Лашом подумал, что старику стало плохо, что у него начался сердечный приступ.
– Что случилось, Эдуард? – с тревогой спросил он.
– Это ужасно! – повторил Вильнер. – Знаете, о чем я вспомнил, разглядывая эти халаты? Ах, милый мой друг, ничего страшнее не могло со мной произойти. Вы никогда не видели мою пьесу «Самозванка»?.. Так вот, пьеса, которую я сейчас с таким трудом пишу… оказывается, уже была написана мною еще тридцать лет тому назад. Это та самая «Самозванка». Да-да, обе похожи как две капли воды. Тот же сюжет, почти те же персонажи. А сколько потрачено труда за последние три месяца! Я-то думал, что создал нечто новое, а на самом деле только перепевал себя… Нет, это ужасно!.. Я все понял, едва только взглянул на черный халат…
Он стоял прислонившись к стене, огромный и жалкий, горестно покачивая большой головой с коротко подстриженными волосами.
– Что мне делать?

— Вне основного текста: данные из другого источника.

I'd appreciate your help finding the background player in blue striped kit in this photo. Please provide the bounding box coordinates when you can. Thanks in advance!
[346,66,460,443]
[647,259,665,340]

Что мне теперь делать? Главное, никому не рассказывайте об этом, дорогой друг, умоляю вас, – проговорил он, взяв Лашома за руку.
С минуту Вильнер молчал.
– Нет, в сущности, это не совсем та пьеса. Надо, пожалуй, продолжать работу над нею, – сказал он, стараясь как-то утешить себя. – Но это будет нелегко…
«А ведь я только что подумал, будто он избежал кары; как же я ошибался! Вот она – его кара», – сказал себе Симон.
И он с жалостью посмотрел на прославленного драматурга, под пером которого зажили второй жизнью современники Вильнера – мужчины и женщины его круга; но ныне он превратился в старую мельницу, обреченную бессмысленно вертеть жернова, которым уже нечего перемалывать, кроме никому не нужных воспоминаний.